Ada baiknya bila kita merasa lelah setelah
seharian mengaji dan berzikir, kita menyegarkan pikiran dengan menonton
tayangan Ramadhan yang memiliki nilai positif. Bukan sinetron picisan yang
mengumbar kekerasan dan kedengkian, atau banyolan khas para banci, atau malah
gosip-gosip para pesohor negeri.
Menahan lapar dan dahaga lebih mudah dibandingkan
menahan diri untuk banyak bicara. Ada baiknya mulut kita juga berpuasa dari
dari perkataan-perkataan yang tidak penting yang dapat memancing dosa lebih
jauh. Banyak bicara membuat lidah kita mudah tergelincir untuk berdusta, atau
membicarakan orang lain.
Lalu bagaimana dengan sebagian orang pencinta
buku yang menghabiskan waktu dengan membaca buku?
Membaca buku adalah baik. Namun ada baiknya
buku-buku yang dibaca adalah buku-buku Islami yang dapat meningkatkan Iman dan
Takwa kita. Sungguh ironis, bila berpuasa namun membaca novel porno tetap
jalan.
Kita tidak ingin hanya menahan lapar dan dahaga
seharian penuh tanpa mendapat pahala dari Allah bukan?
4. Ngabuburit di mal tanpa maksud dan tujuan yang jelas.
Daripada menghabiskan waktu di mal untuk window
shopping atau kongkow-kongkow lebih baik di masjid mengkhatamkan bacaan Al
Quran atau memperbanyak ibadah sunnah. Kita tidak perlu capek, atau tergoda
untuk membatalkan puasa. Mata kita tidak perlu melihat hal-hal yang buruk atau
mengurangi pahala puasa. Dan yang terpenting, kita tidak perlu menghabiskan
uang untuk hal-hal yang tidak penting.
5. Sibuk road show dari bukber yang satu ke yang lain, atau sahur keliling.
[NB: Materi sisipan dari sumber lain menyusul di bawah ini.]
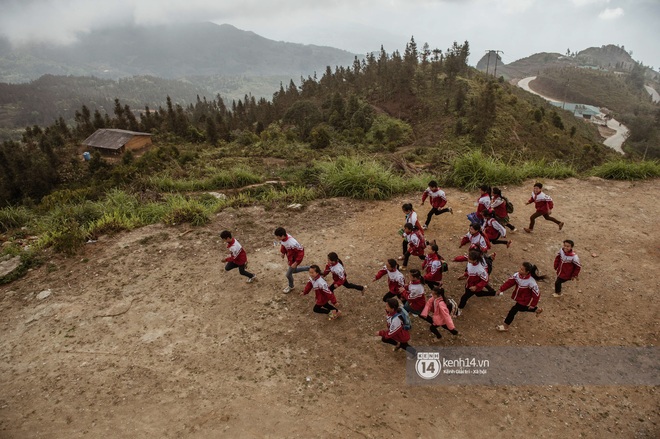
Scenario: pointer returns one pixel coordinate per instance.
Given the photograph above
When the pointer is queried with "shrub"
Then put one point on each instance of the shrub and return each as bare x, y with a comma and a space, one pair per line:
113, 222
183, 210
473, 169
14, 218
360, 178
67, 238
626, 170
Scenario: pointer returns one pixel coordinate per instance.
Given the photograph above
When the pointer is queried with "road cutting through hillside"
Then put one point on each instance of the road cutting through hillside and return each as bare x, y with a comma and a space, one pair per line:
615, 141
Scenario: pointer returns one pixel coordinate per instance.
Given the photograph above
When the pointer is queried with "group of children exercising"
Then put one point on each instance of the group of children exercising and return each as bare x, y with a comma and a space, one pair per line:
487, 227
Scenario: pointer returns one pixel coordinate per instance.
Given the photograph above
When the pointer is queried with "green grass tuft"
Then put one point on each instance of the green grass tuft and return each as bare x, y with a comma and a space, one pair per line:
626, 170
362, 179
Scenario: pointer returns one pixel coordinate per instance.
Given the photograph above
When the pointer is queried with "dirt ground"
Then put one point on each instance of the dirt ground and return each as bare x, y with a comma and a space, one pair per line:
144, 334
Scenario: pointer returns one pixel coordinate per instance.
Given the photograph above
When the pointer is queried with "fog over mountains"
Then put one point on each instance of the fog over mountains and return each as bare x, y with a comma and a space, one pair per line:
167, 51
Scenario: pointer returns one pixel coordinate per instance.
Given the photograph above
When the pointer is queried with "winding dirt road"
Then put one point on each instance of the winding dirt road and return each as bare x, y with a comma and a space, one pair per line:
615, 141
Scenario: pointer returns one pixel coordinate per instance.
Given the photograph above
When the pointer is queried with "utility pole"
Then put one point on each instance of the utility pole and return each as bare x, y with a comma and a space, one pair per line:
488, 62
497, 52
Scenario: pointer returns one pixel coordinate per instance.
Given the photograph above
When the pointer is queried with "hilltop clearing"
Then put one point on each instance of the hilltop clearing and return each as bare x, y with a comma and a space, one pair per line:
145, 335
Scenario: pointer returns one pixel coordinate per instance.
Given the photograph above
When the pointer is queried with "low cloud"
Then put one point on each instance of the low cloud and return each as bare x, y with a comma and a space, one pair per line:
581, 3
611, 14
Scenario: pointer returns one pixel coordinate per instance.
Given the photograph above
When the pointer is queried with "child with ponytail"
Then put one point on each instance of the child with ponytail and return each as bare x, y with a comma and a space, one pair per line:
526, 292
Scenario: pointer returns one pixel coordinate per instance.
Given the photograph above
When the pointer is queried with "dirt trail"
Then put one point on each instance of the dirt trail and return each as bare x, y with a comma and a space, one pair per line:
192, 351
615, 141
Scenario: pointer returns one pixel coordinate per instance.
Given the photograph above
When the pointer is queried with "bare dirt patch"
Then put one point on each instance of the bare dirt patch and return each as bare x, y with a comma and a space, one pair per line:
145, 335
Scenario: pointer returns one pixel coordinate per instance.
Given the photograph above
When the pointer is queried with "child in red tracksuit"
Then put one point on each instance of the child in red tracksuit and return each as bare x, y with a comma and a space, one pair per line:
567, 266
336, 267
494, 230
294, 253
413, 293
433, 267
395, 334
441, 315
416, 244
237, 257
411, 218
543, 205
476, 276
325, 299
476, 239
526, 293
395, 280
438, 200
483, 203
498, 206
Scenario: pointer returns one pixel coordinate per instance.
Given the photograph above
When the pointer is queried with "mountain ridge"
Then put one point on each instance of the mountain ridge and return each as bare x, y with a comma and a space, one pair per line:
168, 51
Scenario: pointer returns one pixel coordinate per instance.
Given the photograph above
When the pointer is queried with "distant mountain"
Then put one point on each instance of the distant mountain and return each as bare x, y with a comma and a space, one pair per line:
610, 57
172, 51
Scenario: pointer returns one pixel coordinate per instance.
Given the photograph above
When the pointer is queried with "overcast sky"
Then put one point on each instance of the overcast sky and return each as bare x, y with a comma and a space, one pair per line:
517, 27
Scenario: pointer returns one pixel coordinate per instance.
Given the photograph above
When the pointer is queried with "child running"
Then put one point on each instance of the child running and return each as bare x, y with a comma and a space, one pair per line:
395, 334
294, 253
567, 266
433, 265
416, 244
494, 230
437, 199
395, 280
483, 203
336, 267
476, 276
543, 205
476, 238
413, 293
411, 218
441, 313
237, 257
526, 293
325, 298
499, 208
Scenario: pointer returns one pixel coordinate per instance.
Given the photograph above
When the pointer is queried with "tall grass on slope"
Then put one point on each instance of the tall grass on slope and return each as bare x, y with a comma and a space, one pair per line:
233, 178
625, 170
473, 169
14, 218
363, 179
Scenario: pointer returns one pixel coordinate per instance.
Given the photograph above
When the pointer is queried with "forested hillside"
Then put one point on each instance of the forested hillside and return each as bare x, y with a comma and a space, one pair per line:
172, 51
427, 106
624, 95
44, 100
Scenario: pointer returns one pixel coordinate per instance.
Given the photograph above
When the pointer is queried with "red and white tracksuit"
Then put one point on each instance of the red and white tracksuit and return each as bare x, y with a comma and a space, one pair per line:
414, 294
237, 254
292, 249
477, 240
321, 290
542, 202
433, 268
395, 329
567, 265
395, 280
440, 312
437, 198
526, 291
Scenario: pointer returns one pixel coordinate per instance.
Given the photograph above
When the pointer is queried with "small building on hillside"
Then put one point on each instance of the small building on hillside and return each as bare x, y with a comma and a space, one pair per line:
113, 141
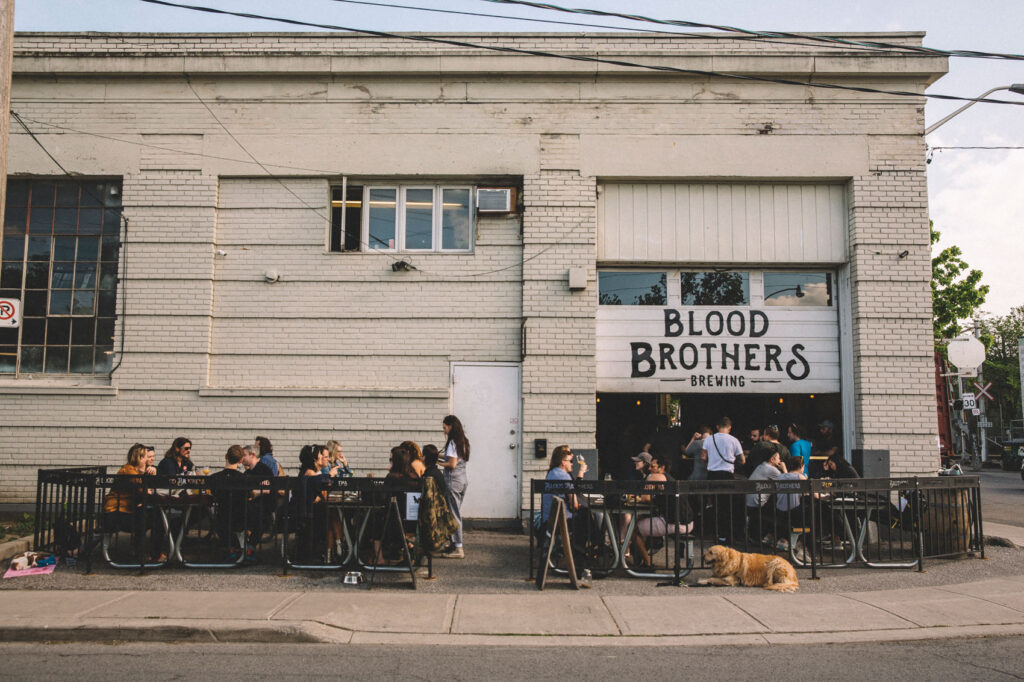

Sesekali menghadiri acara buka bersama dengan
maksud untuk bersilaturahmi adalah juga bagian dari hikmah berpuasa. Namun
kalau kita malah disibukkan dengan jadwal buka bersama yang padat hingga kita
melalaikan shalat. Itu namanya celaka…
Saya tidak ingin melarang para pembaca sekalian
untuk menghindari reuni yang bertajuk ‘Acara Buka Bersama’. Saya hanya mencoba
mengingatkan, jangan sampai kegiatan buka bersama yang sebenarnya tujuannya
baik malah menjadi ajang maksiat.
Bila orang-orang berkumpul biasanya, lidah begitu
lincahnya berkata-kata membicarakan orang lain (ghibah). Semakin asyik
mengobrol sambil menikmati hidangan berbuka puasa membuat kita malah melalaikan
ibadah wajib, yakni shalat Maghrib.
6. Mudik menjadi alasan untuk tidak berpuasa dan shalat.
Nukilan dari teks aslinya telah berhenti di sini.